New World Order

We didn’t get in the car until nearly 10 pm. Because it had been such a beautiful day, because it was harder to concentrate on the chores that must be done to close up the country house and leave it in good order, because deep down we really didn’t want to leave – all these reasons why we didn’t manage to get the car packed as early as we’d hoped. That meant a night drive, good because it’d be cooler than a daytime highway trip. Good
fridge_magnets because the kids would sleep through most of the drive. Good because we’d miss the heavy traffic returning to Paris at the mid-August vacation switch. It was all good, once we were en route. A little U2, Counting Crows, and Springsteen for the drive home. Iced coffee in a thermos. A string of red tail lights driving ahead of us into the night. A route that was fluide all the way to Paris. De-facto and I hardly spoke; both of us looking forward through the windshield, thinking separate thoughts, together.

Rousing sleeping children is like waking the dead-drunk, but ours are now too big to be carried. When they were toddlers, we’d hoist them over our shoulders, their lifeless limbs dangling as we climbed the stairs and delicately placed them in beds for uninterrupted sleep. But now driving dreams get disrupted and big girls carry their own backpacks up four flights of stairs.

De-facto was parking the car. I commanded bathroom visits and promised bedside kisses to good girls who put on their pajamas. I made a quick run down to the courtyard to get the bags I’d left. When I returned, I heard the girls in their bedrooms, shrieking.

“But that doesn’t go there,” said Short-pants, between sobs.

“Mama!” Buddy-roo screamed, “Everything’s put away wrong!”
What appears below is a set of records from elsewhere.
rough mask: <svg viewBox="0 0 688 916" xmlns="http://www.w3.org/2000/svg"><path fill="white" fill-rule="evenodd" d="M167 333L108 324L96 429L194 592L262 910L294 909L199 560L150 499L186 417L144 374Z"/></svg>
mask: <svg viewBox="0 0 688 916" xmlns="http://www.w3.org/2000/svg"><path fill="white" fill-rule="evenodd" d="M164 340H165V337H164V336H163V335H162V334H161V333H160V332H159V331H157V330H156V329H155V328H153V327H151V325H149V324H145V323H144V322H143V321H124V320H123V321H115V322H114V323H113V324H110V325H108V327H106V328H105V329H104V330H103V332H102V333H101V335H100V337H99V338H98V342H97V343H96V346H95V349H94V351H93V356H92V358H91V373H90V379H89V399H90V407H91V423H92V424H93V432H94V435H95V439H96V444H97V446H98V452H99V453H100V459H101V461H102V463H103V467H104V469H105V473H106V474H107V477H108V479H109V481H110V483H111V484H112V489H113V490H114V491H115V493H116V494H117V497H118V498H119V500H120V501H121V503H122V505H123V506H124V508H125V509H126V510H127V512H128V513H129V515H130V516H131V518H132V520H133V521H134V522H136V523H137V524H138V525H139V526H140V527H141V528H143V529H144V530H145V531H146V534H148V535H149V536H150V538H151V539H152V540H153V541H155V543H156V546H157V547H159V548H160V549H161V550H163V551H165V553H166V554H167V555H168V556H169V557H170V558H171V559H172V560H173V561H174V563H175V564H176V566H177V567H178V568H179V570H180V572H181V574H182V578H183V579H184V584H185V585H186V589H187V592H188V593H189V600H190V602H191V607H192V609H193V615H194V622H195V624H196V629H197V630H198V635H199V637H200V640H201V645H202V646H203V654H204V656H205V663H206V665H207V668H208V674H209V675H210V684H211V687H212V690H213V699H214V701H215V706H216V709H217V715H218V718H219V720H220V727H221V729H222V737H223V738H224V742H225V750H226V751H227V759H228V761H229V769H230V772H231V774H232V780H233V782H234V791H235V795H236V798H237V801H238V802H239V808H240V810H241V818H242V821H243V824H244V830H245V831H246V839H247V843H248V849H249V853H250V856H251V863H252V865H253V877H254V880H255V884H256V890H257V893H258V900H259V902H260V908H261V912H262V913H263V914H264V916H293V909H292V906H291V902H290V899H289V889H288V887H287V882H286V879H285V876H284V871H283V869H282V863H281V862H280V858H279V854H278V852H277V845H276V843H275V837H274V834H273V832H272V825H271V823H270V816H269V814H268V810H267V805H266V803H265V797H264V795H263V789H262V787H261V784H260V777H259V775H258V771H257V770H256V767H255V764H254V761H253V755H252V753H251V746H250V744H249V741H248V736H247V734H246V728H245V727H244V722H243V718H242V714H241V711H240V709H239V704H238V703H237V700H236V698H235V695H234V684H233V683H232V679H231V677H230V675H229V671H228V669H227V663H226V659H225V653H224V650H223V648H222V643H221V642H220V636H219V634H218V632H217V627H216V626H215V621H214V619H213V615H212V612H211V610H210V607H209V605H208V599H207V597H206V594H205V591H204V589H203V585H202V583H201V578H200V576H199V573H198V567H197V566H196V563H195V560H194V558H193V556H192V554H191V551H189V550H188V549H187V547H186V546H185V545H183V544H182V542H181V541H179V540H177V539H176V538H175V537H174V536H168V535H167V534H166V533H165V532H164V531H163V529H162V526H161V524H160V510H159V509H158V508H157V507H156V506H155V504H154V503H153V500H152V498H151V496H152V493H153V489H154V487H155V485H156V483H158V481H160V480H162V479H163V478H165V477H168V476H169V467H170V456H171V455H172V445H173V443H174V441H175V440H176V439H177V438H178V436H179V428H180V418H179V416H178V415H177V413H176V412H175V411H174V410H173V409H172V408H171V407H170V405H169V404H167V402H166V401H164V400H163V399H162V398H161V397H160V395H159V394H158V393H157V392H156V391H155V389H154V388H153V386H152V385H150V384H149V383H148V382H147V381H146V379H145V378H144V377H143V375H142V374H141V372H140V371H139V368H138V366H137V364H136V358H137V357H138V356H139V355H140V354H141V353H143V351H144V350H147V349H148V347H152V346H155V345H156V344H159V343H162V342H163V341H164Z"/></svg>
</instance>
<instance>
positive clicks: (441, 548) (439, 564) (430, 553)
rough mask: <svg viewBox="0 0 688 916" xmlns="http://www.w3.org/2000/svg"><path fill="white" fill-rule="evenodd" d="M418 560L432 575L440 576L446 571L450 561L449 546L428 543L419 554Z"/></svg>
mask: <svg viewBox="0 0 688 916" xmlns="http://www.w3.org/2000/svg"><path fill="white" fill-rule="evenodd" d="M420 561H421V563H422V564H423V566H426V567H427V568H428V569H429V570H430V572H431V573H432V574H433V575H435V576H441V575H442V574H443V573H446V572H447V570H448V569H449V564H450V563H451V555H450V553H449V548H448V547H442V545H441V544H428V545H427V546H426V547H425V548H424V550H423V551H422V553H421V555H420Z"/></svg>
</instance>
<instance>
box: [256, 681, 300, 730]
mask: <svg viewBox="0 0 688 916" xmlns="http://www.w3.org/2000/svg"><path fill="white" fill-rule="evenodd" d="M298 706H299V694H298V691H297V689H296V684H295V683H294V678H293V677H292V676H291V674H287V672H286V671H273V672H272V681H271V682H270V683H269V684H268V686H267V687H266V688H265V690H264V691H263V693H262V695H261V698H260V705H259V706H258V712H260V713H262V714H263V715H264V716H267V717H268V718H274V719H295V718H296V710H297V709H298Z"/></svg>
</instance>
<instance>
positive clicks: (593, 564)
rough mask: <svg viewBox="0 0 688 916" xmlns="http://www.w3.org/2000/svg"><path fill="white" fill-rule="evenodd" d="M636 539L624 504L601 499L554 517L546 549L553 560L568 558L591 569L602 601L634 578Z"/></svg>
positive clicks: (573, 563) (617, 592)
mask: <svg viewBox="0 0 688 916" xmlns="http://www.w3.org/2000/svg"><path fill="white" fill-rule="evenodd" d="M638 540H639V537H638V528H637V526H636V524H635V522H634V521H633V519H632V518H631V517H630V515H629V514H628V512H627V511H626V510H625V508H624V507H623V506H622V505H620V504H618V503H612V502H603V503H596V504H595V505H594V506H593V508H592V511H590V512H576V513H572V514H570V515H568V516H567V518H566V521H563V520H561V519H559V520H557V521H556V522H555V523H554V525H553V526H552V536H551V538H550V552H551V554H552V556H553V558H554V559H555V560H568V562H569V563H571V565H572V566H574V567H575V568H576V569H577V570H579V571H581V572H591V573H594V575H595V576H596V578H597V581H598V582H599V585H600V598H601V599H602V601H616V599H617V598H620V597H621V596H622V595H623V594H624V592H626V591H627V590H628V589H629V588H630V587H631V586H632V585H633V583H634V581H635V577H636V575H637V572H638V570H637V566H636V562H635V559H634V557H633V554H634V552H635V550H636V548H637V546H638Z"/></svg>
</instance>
I hadn’t thought to warn them. We’ve rented and loaned our apartment to people with children before, while we’re out of town. Things get a little mixed up, that’s normal. Though I’d never seen anything like this. But then, we’d never had twin boys staying in our home before.

At first glance, the room appeared to be in order. The drawers were shut and the baskets and trays all tucked neatly in their cubbyholes. But a closer inspection revealed the complete disorder that was hidden. The girls’ toys had been put away, but in a totally random fashion. Not that it’s ever in perfect order, but – more or less – each toy has its general place and its associated little pieces are usually found not far away. There was nothing logical about how the toys had been stowed. Pieces of plastic food here, there and over there, too. A dollhouse separated from its furniture, puppets stuffed in the wooden block box, wooden blocks in the plastic food bin. The Pet Shop house, petless. I made the mistake of opening the large wicker toy box, which was filled to the brim with any loose toy that apparently couldn’t find its natural home.

I could only imagine what these rooms must have looked like at the height of play. Every single ball, stuffed animal, doll and toy must have been strewn about, and then, when it was time to leave, stuffed into the closest available container.

The girls looked panicked. They were both wailing. “But this is not how we like it.”

I did my best to reassure them, explaining that this was not a 2:00 am kind of problem; this was the sort of thing that could be more effectively addressed in the morning light after a good night’s sleep. Already they were handling the toys, trying to put them in their rightful positions. I had to square off their shoulders and point them toward their mattresses. They climbed under the covers reluctantly, the both of them still sniffing final tears.
This could be a good thing, I thought, shutting the light behind me after goodnight kisses. They’re starting to appreciate the value of a little organization, how it’s easier to find things if you put them back where they go, how your things stay in better condition when they are put away nicely rather than stuffed in a toy box. All that logic I’ve been trying to cram down their throats must be seeping in.

Or have I saddled them with the anxious ball-and-chain phobia of needing things always in order? Am I burdening their up-until-now unfettered imagination? Stealing the last creative impulses of their childhood? Have I created two more neurotic people for the world, checking and double-checking that their post-it notes are at right angles on their perfectly ordered desks?

Laying in bed I could hear Buddy-roo’s tears winding down into a whimper, soon replaced by the even breathing of her slumber.

My last, smiling thoughts before drifting off to sleep: Welcome to my world, little girls.